Kenny Linzell

Personal information
- Born: 2nd quarter 1937 Orsett, Essex, England
- Occupation: Greyhound Trainer

Sport
- Sport: Greyhound racing

Achievements and titles
- National finals: Derby wins: English Derby (1990) Scottish Derby (1985) Classic/Feature wins: Cesarewitch (1989) Select Stakes (1985) East Anglian Derby (1986)

= Kenny Linzell =

British greyhound racing professional trainer

Kenneth W. Linzell (born 1937) also known as Kenny or Ken, is a former British greyhound trainer. He was UK Champion trainer in 1985 and twice winner of the Trainers Championship.

==Profile==
Linzell started training on the independent circuit taking runners regularly to Rayleigh Weir Stadium, Hinckley Greyhound Stadium and the West Suffolk Greyhound Stadium. After gaining a National Greyhound Racing Club licence he had attachments at Ipswich Stadium, Southend Stadium and Hackney Wick Stadium.

Linzell's Burton Lodge kennels were based in Wickford, Essex and he secured a leading position within the industry when contracted at Walthamstow Stadium in 1983. In 1983 he trained Glatton Grange who won over £23,000 in prize money winning the Greyhound Breeders Forum Stakes, the British Breeders Forum Stakes and the International. The following year the brindle dog finished runner-up in the St Leger and reached the Grand Prix final.

Linzell was Greyhound Trainer of the Year in 1985 and also won the Scottish Greyhound Derby and reached the 1985 English Greyhound Derby final with Smokey Pete.

He later won two Trainers Championship in 1985 and 1986 before winning the 1989 Cesarewitch with Minnies Siren. One year later he won the 1990 English Greyhound Derby with Slippy Blue. Also during 1990 he was represented in the Irish Greyhound Derby final by Rosden Speedy.

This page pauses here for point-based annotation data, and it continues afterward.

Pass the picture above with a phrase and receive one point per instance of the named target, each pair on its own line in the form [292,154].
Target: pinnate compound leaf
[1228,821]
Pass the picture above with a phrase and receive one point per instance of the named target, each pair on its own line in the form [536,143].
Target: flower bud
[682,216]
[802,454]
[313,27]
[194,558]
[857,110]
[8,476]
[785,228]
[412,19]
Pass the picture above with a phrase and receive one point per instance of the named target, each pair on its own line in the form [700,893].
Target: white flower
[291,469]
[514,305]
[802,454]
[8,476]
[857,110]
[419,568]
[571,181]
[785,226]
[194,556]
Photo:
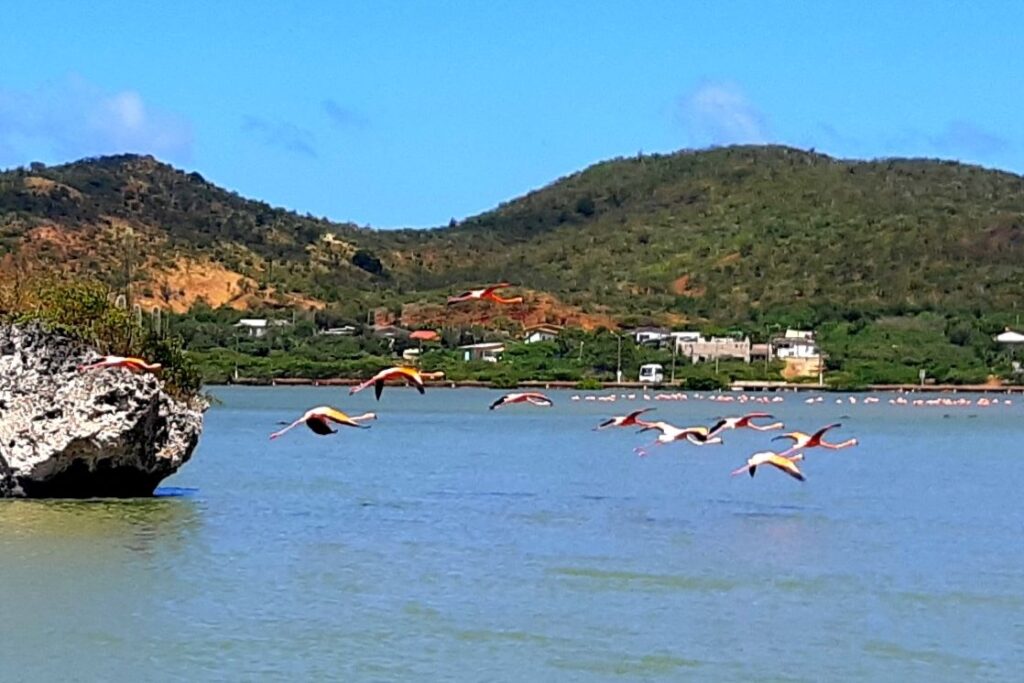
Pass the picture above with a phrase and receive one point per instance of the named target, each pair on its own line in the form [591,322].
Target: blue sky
[409,114]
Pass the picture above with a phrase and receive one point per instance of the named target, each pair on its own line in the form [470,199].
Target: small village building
[343,331]
[258,327]
[488,351]
[425,336]
[389,332]
[716,348]
[543,332]
[649,335]
[795,347]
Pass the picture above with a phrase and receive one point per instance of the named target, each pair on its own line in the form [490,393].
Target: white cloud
[964,138]
[719,113]
[341,116]
[282,134]
[74,118]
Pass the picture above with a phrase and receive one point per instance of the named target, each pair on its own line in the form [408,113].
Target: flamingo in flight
[410,375]
[802,440]
[320,419]
[132,364]
[670,433]
[786,464]
[487,293]
[525,397]
[745,421]
[623,420]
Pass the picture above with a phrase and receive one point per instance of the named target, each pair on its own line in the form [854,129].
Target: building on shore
[487,351]
[258,327]
[715,348]
[543,332]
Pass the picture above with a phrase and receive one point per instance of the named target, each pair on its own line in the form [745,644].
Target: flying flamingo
[623,420]
[745,421]
[485,293]
[786,464]
[526,397]
[670,433]
[802,440]
[132,364]
[410,375]
[320,419]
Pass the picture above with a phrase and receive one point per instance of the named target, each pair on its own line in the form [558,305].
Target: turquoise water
[454,543]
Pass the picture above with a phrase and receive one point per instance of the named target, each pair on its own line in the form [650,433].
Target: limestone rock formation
[97,433]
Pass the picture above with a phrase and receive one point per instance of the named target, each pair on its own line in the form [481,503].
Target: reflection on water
[453,543]
[134,522]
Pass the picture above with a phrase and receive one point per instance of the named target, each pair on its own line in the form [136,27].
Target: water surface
[454,543]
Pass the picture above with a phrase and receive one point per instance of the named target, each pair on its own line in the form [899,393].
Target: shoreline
[739,386]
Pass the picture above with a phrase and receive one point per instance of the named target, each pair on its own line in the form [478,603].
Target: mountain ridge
[723,236]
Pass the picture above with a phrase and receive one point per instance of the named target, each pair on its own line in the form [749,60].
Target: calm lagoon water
[453,543]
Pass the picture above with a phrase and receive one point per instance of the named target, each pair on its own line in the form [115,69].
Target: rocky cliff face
[71,434]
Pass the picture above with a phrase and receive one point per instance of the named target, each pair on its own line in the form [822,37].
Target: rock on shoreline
[71,434]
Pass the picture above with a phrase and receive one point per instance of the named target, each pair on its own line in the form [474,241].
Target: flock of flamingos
[321,419]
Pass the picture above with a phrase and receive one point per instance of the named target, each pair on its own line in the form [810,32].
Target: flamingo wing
[413,377]
[816,436]
[718,426]
[489,289]
[795,436]
[786,465]
[632,417]
[318,425]
[337,416]
[282,431]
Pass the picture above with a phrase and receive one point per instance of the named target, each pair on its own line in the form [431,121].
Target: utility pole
[619,365]
[675,350]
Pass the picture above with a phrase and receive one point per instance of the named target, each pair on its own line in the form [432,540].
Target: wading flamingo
[802,440]
[745,421]
[134,365]
[526,397]
[320,419]
[409,375]
[624,420]
[787,465]
[485,293]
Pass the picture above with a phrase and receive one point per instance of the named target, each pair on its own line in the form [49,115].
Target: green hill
[726,236]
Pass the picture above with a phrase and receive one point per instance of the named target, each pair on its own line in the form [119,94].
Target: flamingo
[132,364]
[526,397]
[623,420]
[320,419]
[485,293]
[410,375]
[670,433]
[802,440]
[786,464]
[745,421]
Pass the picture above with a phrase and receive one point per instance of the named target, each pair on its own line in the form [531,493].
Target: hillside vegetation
[882,256]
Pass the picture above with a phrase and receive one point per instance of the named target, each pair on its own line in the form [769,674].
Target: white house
[343,331]
[257,327]
[489,351]
[795,348]
[650,335]
[542,332]
[806,335]
[1010,337]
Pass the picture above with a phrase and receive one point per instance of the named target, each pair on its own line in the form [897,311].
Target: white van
[652,373]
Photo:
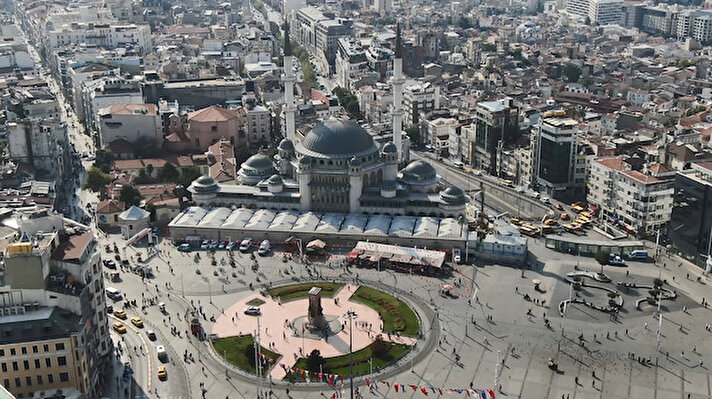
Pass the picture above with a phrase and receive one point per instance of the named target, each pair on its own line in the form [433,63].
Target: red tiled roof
[110,206]
[615,163]
[73,247]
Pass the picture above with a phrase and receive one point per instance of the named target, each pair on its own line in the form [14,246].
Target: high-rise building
[599,12]
[496,125]
[690,231]
[53,315]
[559,159]
[35,133]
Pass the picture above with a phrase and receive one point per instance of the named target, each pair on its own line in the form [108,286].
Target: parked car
[456,258]
[246,245]
[264,248]
[119,327]
[252,311]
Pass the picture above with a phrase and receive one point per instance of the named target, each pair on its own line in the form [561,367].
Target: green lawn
[298,291]
[340,365]
[235,350]
[397,316]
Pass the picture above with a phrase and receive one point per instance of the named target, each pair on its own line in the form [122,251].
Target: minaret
[288,78]
[398,82]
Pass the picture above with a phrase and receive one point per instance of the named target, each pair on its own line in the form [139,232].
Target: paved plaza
[486,321]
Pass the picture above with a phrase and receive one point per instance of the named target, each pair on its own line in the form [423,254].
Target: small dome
[258,162]
[390,148]
[275,180]
[337,138]
[418,172]
[205,184]
[453,196]
[286,145]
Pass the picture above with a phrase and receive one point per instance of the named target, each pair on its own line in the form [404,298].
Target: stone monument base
[330,326]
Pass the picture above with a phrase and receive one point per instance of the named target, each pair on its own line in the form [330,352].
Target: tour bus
[114,294]
[638,254]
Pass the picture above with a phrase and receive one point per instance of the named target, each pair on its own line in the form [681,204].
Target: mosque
[336,167]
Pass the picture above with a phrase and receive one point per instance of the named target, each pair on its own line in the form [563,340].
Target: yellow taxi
[119,327]
[162,372]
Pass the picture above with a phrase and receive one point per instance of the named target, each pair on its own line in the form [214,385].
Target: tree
[378,347]
[572,72]
[168,173]
[189,174]
[96,179]
[129,195]
[103,160]
[602,258]
[315,361]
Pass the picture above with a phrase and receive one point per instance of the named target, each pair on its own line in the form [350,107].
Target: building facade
[691,221]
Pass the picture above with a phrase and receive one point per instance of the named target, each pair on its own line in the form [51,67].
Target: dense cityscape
[355,199]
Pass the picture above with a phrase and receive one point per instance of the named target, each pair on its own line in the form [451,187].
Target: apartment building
[130,122]
[107,35]
[418,100]
[640,200]
[35,133]
[559,160]
[56,332]
[690,231]
[496,126]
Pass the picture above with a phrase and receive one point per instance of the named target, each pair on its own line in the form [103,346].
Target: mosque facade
[336,167]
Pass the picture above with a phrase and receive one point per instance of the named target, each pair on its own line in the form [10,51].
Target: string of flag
[335,379]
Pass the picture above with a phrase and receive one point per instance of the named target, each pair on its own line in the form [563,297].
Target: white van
[114,294]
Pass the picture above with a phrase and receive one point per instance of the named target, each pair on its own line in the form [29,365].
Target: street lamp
[351,315]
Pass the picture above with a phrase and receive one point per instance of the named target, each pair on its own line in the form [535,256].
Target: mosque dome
[337,138]
[418,172]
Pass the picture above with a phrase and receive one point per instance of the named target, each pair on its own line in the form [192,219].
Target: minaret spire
[288,78]
[398,82]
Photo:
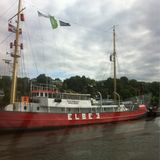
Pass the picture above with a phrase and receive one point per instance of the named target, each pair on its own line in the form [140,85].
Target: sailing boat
[47,108]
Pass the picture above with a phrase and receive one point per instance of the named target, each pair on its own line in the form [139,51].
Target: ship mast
[114,65]
[15,56]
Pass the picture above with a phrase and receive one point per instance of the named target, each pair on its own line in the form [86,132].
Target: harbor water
[129,140]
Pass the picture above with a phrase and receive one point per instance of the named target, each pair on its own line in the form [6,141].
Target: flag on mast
[54,22]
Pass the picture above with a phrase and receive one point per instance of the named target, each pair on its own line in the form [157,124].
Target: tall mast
[114,65]
[15,56]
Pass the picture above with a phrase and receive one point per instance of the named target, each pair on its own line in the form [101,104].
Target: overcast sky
[85,46]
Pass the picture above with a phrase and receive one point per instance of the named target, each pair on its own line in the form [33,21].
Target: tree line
[80,84]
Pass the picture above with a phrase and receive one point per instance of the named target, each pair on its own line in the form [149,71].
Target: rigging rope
[7,10]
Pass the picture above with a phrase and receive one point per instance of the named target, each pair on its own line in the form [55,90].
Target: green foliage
[125,87]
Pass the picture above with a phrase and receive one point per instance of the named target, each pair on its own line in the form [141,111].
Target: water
[130,140]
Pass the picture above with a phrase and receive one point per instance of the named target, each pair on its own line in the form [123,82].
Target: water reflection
[138,140]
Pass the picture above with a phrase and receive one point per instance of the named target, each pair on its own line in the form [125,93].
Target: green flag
[53,21]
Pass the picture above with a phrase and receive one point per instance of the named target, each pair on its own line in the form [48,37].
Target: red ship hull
[32,120]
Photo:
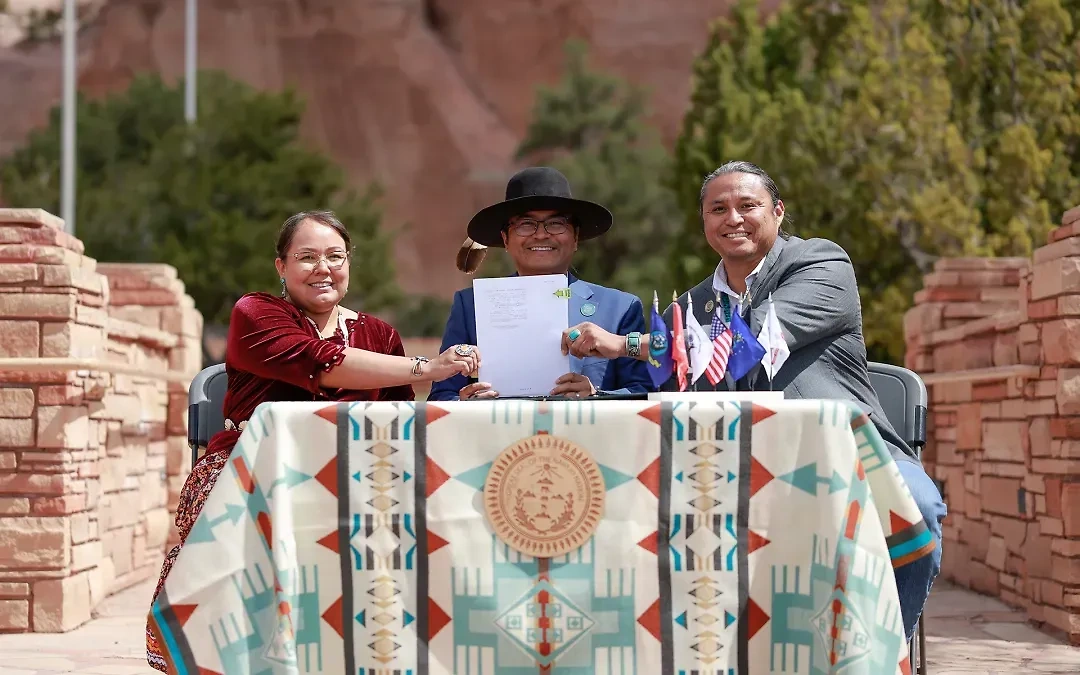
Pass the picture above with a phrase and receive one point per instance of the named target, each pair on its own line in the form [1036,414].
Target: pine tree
[903,131]
[591,125]
[207,199]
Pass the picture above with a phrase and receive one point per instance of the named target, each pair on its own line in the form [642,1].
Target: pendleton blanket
[700,539]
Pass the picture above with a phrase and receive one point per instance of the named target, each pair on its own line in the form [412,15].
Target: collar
[343,313]
[720,280]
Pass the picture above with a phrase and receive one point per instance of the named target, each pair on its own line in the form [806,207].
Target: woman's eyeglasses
[310,260]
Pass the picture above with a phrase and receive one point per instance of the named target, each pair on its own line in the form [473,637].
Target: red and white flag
[721,349]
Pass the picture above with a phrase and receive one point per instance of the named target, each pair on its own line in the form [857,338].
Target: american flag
[721,349]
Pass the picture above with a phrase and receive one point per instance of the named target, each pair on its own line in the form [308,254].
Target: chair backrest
[903,397]
[205,401]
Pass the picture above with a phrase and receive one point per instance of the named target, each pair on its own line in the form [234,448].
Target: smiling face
[740,220]
[315,268]
[547,251]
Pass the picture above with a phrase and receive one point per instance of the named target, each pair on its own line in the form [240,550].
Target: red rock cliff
[428,96]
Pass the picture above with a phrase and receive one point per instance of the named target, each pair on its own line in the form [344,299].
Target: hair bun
[470,256]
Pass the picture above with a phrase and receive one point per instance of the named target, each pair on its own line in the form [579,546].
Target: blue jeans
[914,580]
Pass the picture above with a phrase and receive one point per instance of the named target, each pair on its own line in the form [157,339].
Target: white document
[520,324]
[710,396]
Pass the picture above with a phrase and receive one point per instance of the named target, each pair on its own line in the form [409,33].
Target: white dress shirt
[720,284]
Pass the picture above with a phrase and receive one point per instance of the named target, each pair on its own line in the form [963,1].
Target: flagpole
[190,49]
[67,119]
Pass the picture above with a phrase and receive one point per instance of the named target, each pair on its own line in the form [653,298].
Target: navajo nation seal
[544,496]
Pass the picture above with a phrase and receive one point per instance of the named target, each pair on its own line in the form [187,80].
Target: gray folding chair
[205,401]
[903,397]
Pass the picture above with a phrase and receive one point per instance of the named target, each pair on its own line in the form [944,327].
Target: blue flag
[660,348]
[746,352]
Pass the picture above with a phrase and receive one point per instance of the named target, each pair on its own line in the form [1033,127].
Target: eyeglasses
[309,260]
[527,227]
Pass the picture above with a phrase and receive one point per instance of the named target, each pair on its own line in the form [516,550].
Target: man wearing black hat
[540,224]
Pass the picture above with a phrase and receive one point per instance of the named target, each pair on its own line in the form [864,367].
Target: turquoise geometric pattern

Linzell made the decision to leave Walthamstow in 1991, due to the track's trainer policy and he joined Romford Greyhound Stadium. Romford's racing schedule became too demanding and Linzell retired from the sport in 1999. He sold his Burton Lodge kennels to the Miles family, who then leased them to Linzell's former head man Paul Young. Brian Clemenson was also a former head man for Linzell.